“The governor is going to order ice cream.” So the media was informed by a campaign organizer before he arrived, and so Martin O’Malley, former US governor of Maryland, did during his first official stop as a 2016 presidentical candidate in New Hampshire at the Goldenrod Drive-Thru Restaurant in Manchester. There was the first deployment of what is likely to be his core talking-point: “The two phrases I hear everywhere I go are ‘new leadership’ and ‘getting things done.’” A nearby reporter whispered notes into the base of her iPhone. “Mary from Londonderry!” The Governor said to one supporter. “It’s like a song!” There was plenty of rain.
Freddie Gray did not come up when governor O’Malley and the attendant scrum moved inside the diner—which, it’s worth pointing out for fans of Joan Didion’s Political Fictions, happened to have blue and white tiles lining the floor beneath red benches. Though the demise of Mr. Gray, and the protests it sparked in Maryland’s largest city, certainly had been raised in interviews leading up to the Goldenrod stop.
In an interview with The Atlantic’s James Fallows on May 5, O’Malley said, “The conversation was much larger than just crime.” In his announcement, he said, “The scourge of hopelessness that happened to ignite [in Baltimore] that evening transcends race or geography.” (And, also: one noteworthy line that stood out in his announcement that didn’t necessarily get traction—the statement regarding the fact that a GM employee could once send their kid to college on two weeks’ worth of wages.)
In a follow-up interview with New York magazine, O’Malley said, “We never encouraged aggressive policing. In fact, we emphatically discouraged aggressive policing. What we did do was encourage more assertive and more proactive policing.” And the night before O’Malley’s Sunday visit, The Washington Post released a report suggesting that nearly 400 people in the US have been fatally shot by police so far this year.
Given that, it’s also worth noting that David Simon has beenparticularly vocal over the past month, crediting O’Malley with initially taking proactive steps to lower crime in Baltimore.

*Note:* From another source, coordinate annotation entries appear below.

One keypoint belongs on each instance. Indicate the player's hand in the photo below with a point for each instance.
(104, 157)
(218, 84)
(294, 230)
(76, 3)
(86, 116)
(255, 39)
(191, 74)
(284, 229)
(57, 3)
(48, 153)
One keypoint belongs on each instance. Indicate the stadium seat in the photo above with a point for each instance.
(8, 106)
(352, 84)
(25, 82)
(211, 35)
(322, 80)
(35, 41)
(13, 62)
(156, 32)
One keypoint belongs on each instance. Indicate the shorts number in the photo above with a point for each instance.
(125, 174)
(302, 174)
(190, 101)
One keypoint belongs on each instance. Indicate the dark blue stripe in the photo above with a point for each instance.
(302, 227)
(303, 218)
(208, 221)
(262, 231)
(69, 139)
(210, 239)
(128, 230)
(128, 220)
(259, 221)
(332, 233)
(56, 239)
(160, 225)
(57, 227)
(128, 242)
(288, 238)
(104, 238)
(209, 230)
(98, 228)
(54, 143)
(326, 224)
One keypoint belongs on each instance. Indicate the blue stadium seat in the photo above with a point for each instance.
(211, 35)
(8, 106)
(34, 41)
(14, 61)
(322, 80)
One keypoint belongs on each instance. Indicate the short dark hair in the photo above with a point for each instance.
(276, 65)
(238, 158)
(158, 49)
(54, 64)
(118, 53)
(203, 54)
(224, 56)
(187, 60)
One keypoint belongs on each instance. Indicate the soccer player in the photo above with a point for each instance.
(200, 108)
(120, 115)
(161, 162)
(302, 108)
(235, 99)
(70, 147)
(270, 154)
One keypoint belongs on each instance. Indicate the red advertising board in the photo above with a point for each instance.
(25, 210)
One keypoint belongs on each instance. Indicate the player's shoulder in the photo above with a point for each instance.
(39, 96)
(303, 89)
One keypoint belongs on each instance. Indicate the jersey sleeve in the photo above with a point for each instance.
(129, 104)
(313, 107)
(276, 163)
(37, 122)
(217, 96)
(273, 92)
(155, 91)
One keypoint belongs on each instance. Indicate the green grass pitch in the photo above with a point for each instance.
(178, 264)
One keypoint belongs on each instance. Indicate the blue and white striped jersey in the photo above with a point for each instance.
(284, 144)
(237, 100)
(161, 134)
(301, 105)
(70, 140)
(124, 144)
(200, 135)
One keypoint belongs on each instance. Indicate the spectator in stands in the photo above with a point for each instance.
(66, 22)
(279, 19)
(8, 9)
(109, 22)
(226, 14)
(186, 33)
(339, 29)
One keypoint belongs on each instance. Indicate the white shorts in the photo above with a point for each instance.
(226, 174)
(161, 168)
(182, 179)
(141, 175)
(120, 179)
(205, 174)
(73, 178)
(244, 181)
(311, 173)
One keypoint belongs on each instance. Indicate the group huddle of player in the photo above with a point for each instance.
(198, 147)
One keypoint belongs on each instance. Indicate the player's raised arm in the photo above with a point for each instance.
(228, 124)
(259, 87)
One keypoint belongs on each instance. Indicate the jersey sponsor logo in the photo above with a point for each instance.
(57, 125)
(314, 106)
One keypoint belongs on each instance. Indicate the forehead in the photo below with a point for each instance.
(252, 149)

Then again, 2005 was a year, which saw one sixth of the city’s population arrested (approximately 100,000 people), a lawsuit filed by the NAACP and the ACLU, and a one-year plunge in aggravated assault statistics by 25% while overall homicide rates sustained. Several felonies found themselves reduced to misdemeanors. “The city council actually passed an ordinance that declared a certain amount of real estate to be drug-free zones,” Simon told Bill Keller of The Marshall Project, adding that, “the drug war was as much a function of class and social control as it was of racism.”

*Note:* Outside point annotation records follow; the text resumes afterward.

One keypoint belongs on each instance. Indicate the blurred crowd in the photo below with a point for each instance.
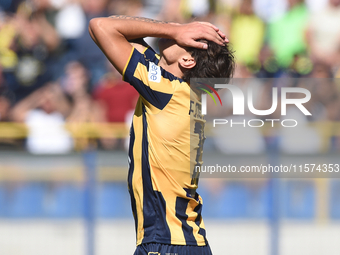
(52, 73)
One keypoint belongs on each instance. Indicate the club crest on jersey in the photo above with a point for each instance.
(154, 72)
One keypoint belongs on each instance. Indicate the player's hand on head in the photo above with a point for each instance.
(188, 34)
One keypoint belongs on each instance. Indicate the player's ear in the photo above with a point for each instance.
(187, 61)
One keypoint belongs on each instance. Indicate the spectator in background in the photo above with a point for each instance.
(44, 113)
(86, 50)
(35, 44)
(118, 99)
(247, 34)
(287, 34)
(323, 34)
(76, 84)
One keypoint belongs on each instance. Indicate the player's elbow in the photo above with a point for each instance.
(94, 26)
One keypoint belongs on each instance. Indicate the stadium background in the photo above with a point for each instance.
(63, 115)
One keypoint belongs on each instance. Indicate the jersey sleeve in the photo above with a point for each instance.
(149, 79)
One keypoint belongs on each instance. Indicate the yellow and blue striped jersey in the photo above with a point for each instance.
(165, 134)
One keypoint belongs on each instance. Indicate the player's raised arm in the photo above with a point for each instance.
(113, 34)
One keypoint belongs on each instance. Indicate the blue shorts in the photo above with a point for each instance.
(168, 249)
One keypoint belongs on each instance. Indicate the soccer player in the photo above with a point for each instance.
(166, 135)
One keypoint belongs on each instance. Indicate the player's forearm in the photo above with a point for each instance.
(137, 27)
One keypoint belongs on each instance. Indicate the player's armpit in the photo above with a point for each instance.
(139, 44)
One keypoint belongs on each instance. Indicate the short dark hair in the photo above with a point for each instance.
(215, 62)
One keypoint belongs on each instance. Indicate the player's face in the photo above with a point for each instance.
(170, 50)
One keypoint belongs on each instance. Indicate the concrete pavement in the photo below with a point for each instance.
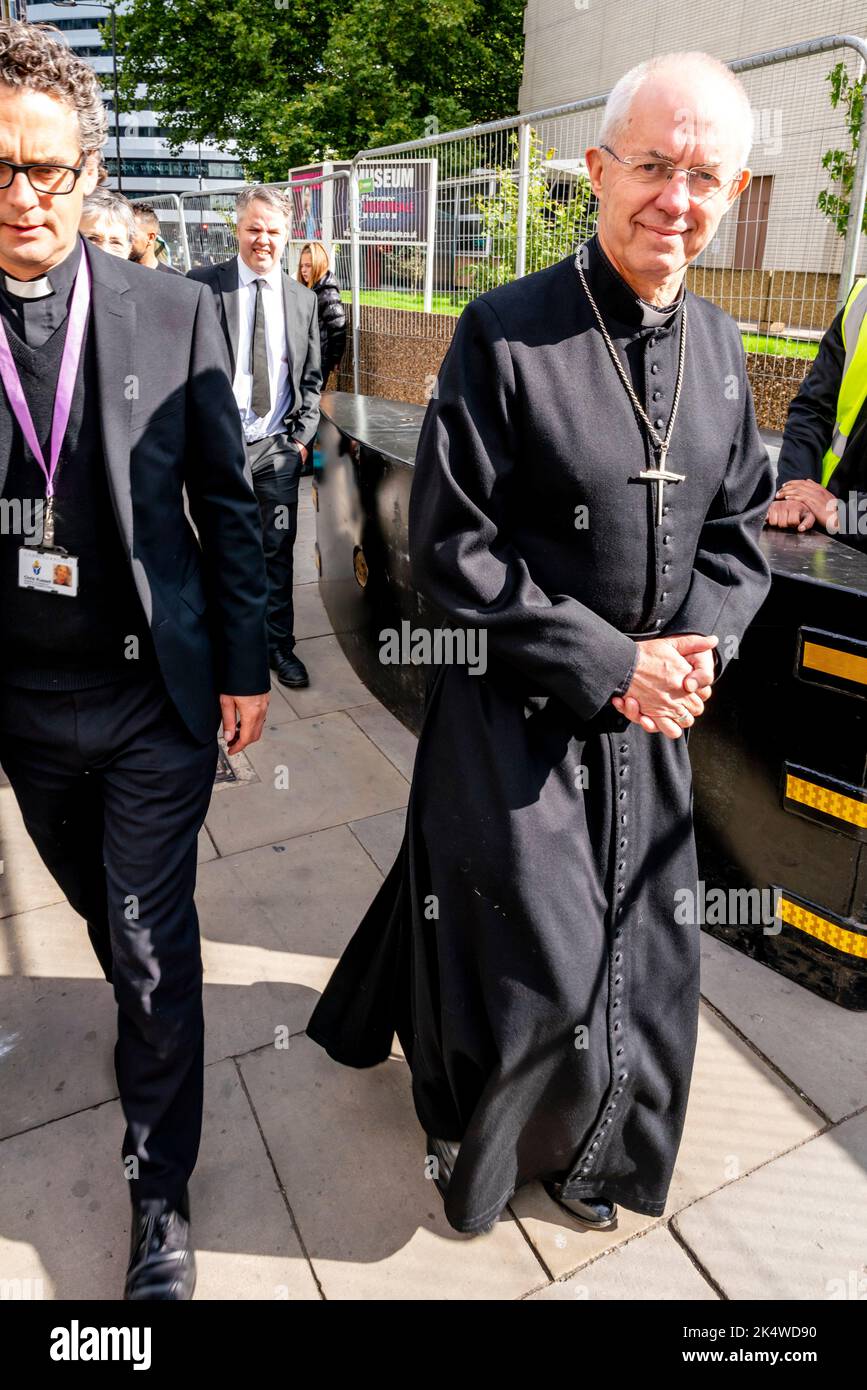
(310, 1182)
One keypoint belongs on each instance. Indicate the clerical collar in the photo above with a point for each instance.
(59, 280)
(620, 299)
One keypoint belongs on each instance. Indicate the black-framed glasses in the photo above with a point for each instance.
(45, 178)
(655, 173)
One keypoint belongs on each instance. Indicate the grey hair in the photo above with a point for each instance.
(624, 92)
(32, 57)
(263, 193)
(107, 202)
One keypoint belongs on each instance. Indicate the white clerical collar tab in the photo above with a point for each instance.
(28, 288)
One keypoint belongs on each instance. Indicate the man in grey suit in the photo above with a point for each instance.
(273, 331)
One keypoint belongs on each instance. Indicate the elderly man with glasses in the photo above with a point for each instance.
(124, 634)
(589, 488)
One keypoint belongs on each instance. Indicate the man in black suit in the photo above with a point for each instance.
(271, 327)
(122, 633)
(147, 239)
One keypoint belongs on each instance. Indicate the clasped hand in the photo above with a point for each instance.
(671, 683)
(801, 505)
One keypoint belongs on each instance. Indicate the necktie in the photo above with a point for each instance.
(259, 357)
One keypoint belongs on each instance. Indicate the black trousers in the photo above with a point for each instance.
(113, 790)
(277, 469)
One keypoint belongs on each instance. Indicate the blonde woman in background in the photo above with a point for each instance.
(314, 271)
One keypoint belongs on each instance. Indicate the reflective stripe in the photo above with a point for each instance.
(853, 382)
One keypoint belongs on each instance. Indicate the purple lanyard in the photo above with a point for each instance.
(65, 380)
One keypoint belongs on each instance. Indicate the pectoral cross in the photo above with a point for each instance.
(660, 476)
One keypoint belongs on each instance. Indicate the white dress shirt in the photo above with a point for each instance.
(256, 427)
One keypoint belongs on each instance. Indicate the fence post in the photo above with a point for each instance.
(431, 235)
(184, 236)
(523, 198)
(856, 211)
(354, 216)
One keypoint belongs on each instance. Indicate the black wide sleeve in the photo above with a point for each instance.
(730, 574)
(461, 553)
(813, 413)
(225, 512)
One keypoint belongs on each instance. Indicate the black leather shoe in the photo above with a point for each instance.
(289, 669)
(161, 1260)
(592, 1212)
(445, 1151)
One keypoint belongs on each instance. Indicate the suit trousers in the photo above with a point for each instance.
(275, 463)
(113, 790)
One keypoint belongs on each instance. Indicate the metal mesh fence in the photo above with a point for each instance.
(414, 231)
(513, 196)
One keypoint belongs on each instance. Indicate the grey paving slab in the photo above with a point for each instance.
(57, 1019)
(24, 880)
(273, 922)
(739, 1115)
(303, 563)
(310, 616)
(313, 891)
(562, 1244)
(795, 1228)
(279, 709)
(381, 836)
(388, 734)
(332, 774)
(796, 1030)
(206, 847)
(652, 1266)
(350, 1155)
(64, 1219)
(332, 681)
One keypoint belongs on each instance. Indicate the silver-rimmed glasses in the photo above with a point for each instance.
(653, 173)
(45, 178)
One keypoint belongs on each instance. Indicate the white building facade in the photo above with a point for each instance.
(146, 166)
(575, 49)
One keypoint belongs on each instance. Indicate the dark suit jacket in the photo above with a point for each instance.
(300, 313)
(170, 421)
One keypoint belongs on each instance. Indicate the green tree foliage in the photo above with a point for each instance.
(841, 163)
(555, 225)
(296, 81)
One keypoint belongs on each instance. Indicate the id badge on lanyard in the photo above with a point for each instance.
(47, 567)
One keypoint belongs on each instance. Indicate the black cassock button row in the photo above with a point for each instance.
(620, 888)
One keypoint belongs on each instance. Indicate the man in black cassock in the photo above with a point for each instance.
(524, 945)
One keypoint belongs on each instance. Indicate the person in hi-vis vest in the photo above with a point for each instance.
(823, 460)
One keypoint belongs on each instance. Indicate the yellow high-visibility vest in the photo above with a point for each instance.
(853, 382)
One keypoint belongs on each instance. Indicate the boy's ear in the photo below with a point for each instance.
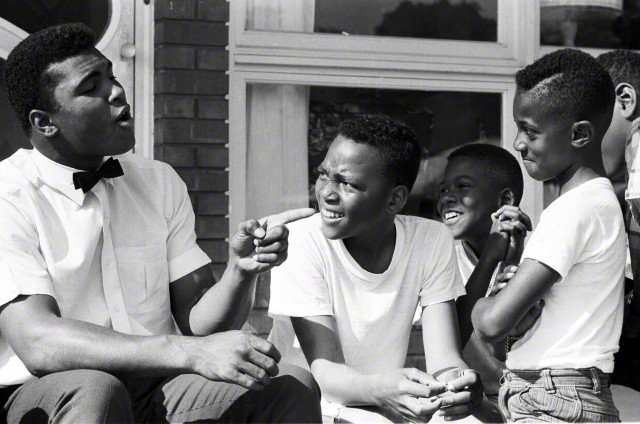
(507, 198)
(582, 133)
(626, 98)
(41, 122)
(398, 199)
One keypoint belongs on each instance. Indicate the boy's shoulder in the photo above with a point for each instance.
(418, 226)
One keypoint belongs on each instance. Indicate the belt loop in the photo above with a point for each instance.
(595, 378)
(547, 381)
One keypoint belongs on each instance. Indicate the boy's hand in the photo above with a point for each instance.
(463, 396)
(531, 317)
(261, 245)
(410, 393)
(512, 224)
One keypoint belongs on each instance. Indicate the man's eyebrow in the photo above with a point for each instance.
(96, 72)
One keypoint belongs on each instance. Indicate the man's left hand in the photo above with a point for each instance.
(464, 395)
(260, 245)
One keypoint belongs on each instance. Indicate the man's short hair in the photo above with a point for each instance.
(572, 83)
(623, 66)
(500, 166)
(396, 143)
(29, 85)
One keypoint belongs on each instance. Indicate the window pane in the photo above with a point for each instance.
(441, 120)
(11, 137)
(32, 15)
(605, 24)
(471, 20)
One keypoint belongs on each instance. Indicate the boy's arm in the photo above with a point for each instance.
(396, 391)
(495, 317)
(444, 359)
(505, 243)
(479, 281)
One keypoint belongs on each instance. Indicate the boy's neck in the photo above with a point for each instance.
(373, 251)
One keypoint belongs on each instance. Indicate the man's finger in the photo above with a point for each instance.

And what makes the above answers interesting in relation to those kinds of statistics (in conjunction with D. Watkins’s searing op-ed in The New York Times or Ta-Nehisi Coates’s post regarding rioting, violence, and non-violence) is that O’Malley doesn’t necessarily seem “un-cognizant” of the matter. When speaking with Fallows, O’Malley referenced a video of the police shooting of Walter Scott in North Carolina and how its dissemination led to a charge being filed against the officer in question.

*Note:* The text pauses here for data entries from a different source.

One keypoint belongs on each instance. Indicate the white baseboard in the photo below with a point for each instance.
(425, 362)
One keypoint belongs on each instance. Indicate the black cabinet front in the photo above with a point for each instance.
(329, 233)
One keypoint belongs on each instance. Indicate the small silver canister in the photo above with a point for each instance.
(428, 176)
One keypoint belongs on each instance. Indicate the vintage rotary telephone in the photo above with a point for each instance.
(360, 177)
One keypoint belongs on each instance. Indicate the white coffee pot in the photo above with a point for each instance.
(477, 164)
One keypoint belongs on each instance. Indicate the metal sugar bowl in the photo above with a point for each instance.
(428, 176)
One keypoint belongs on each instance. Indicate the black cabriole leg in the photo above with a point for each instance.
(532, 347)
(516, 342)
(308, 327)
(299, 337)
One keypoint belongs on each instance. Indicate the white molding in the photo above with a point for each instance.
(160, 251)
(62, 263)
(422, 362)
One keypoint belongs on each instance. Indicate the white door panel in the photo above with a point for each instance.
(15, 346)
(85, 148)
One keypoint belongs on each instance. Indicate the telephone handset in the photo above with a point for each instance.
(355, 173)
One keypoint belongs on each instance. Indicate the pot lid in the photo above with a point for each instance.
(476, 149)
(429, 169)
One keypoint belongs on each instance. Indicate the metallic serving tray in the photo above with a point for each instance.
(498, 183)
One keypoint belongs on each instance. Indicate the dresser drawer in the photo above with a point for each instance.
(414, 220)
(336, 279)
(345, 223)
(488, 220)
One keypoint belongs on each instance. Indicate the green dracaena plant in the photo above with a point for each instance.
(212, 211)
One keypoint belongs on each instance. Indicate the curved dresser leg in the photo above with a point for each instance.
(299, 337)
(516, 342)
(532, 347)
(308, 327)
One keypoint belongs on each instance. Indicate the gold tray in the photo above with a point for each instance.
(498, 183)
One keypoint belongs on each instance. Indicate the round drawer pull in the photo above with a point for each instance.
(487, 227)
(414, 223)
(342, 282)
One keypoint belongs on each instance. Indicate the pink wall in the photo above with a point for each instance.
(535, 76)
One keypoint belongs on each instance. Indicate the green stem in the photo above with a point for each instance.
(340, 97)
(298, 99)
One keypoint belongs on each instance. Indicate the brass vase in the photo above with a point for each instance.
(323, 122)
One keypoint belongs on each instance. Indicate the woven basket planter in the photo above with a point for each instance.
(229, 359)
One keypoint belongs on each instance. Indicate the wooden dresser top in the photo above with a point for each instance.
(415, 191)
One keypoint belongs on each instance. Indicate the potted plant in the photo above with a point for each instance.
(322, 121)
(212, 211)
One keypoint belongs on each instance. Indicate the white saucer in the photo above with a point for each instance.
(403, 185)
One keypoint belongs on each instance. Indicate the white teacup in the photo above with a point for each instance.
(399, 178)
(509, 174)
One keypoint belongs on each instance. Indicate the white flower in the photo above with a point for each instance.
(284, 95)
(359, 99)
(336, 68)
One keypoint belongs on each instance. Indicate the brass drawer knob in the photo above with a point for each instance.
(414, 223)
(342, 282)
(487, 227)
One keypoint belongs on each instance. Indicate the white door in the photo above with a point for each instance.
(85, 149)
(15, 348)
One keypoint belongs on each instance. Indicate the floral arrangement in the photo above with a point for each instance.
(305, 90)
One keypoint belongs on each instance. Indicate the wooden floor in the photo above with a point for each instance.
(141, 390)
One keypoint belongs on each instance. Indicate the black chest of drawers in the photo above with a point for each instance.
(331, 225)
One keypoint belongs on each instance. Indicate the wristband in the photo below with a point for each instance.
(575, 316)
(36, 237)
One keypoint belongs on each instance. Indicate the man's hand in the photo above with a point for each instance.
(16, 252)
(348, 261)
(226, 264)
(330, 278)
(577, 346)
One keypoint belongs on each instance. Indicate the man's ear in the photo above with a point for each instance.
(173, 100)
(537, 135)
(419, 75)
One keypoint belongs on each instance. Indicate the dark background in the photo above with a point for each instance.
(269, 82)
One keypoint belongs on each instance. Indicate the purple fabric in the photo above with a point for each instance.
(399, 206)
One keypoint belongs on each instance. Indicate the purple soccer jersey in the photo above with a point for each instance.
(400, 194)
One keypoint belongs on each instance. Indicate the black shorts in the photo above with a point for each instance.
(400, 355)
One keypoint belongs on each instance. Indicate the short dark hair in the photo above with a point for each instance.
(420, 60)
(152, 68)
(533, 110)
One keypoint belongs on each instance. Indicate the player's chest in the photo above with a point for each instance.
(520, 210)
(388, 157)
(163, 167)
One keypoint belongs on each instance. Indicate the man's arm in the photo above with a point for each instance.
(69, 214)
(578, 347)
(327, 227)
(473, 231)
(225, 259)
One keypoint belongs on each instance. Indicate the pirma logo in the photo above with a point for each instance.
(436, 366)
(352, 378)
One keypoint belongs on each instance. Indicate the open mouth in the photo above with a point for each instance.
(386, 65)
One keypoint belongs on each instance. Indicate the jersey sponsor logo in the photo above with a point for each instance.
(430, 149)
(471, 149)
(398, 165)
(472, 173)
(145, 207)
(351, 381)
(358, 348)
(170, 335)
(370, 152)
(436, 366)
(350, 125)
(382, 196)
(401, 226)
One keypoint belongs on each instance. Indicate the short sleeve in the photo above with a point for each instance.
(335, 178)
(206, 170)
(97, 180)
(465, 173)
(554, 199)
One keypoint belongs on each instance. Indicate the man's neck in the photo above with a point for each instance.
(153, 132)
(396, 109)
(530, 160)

“Would that have happened ten years ago?” Fallows asked. “An era before video cams? Do you think that officer would have been charged?”
“I don’t know,” O’Malley said.
And, also, given how the Obama administration has been reaching out to mayors over the past few years, it would be interesting to imagine a former mayor in office (Grover Cleveland and Calvin Coolidge being the previous two.) Matteo Renzi, former Mayor of Florence, is currently Prime Minister of Italy. Benjamin Barber once went around telling people about why mayors should rule the world.
So far, however, the campaign has kicked off no differently than countless others before it, with a plethora folksy phraseologies and down-home appeals. (“And with those words, the American Dream began,” being a stand-out, hair-raising example from O’Malley.)
“My sense,” the governor said, “is that we’re already picking up steam. This campaign is about 24 hours old. The phrases I hear everyone I go,” he said, reiterating “new leadership” and “getting things done.”
Your correspondent wondered what O’Malley thought would constitute adequate oversight of the 1033 program, why some ex-De Blasio people have gone to work for him, what he thinks of the current cybersecurity landscape, mine owner scofflaws, what’s currently not being measured that the data-fond politician wants to see measured, the difference between early childhood education and “the cradle-to-K” education program Betsy Hodges of Minneapolis is seeking to implement, white papers drawn up by coastal cities with regard to climate change (could he imagine visiting a Boston with canals?), and his impression of the way in which power is structured in Russia, Turkey, Egypt, and elsewhere (this, as of this writing, being one of the latest displays from Erdogan.) So far, he’s called for the reintroduction of Glass-Steagall. He’s called for more spending. He’s emphasized the difference between a “cadence of accountability” versus governing by crisis.
“Last question!” a campaign handler called out. “You endorsed Hillary Clinton in 2008,” a reporter said invitingly. “I did,” the Governor replied. “Hillary was the best candidate for those times, but times change.”